FOR IMMEDIATE RELEASE | February 14, 2013
Alzheimer’s Foundation of America Offers Grant for Innovative Service
Annual Grant Seeks to Improve Lives of People With Dementia and Their Families
NEW YORK, NY – With the projected prevalence of Alzheimer’s disease in the United States expected to triple by mid-century, providing the best possible care for Americans affected by the brain disorder becomes all the more critical. That’s why the Alzheimer’s Foundation of America (AFA) is seeking to award a $25,000 grant to a deserving nonprofit organization with a novel program or service that improves the lives of people affected by Alzheimer’s disease or a related illness.
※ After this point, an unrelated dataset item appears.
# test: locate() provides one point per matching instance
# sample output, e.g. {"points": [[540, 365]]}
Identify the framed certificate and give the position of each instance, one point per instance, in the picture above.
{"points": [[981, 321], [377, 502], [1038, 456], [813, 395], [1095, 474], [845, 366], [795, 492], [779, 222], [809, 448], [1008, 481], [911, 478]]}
AFA, a New York-based national nonprofit organization, awards the “The AFA Innovation Grant” annually for a new or existing project that demonstrates innovativeness, greatest need, and can be successfully put into practice and later replicated in other communities.
The competitive grant application process is open only to AFA’s nonprofit member organizations, and applications must be postmarked by May 15, 2013. To find out more about AFA membership and grant programs, visit www.alzfdn.org or call 866-232-8484.
“This year’s grant takes on increasing significance given the tremendous strain on nonprofit organizations to balance economic conditions and the current and future needs of their communities,” said Carol Steinberg, AFA’s acting chief executive officer. “The ever-changing Alzheimer’s disease landscape requires insight and innovation now more than ever.”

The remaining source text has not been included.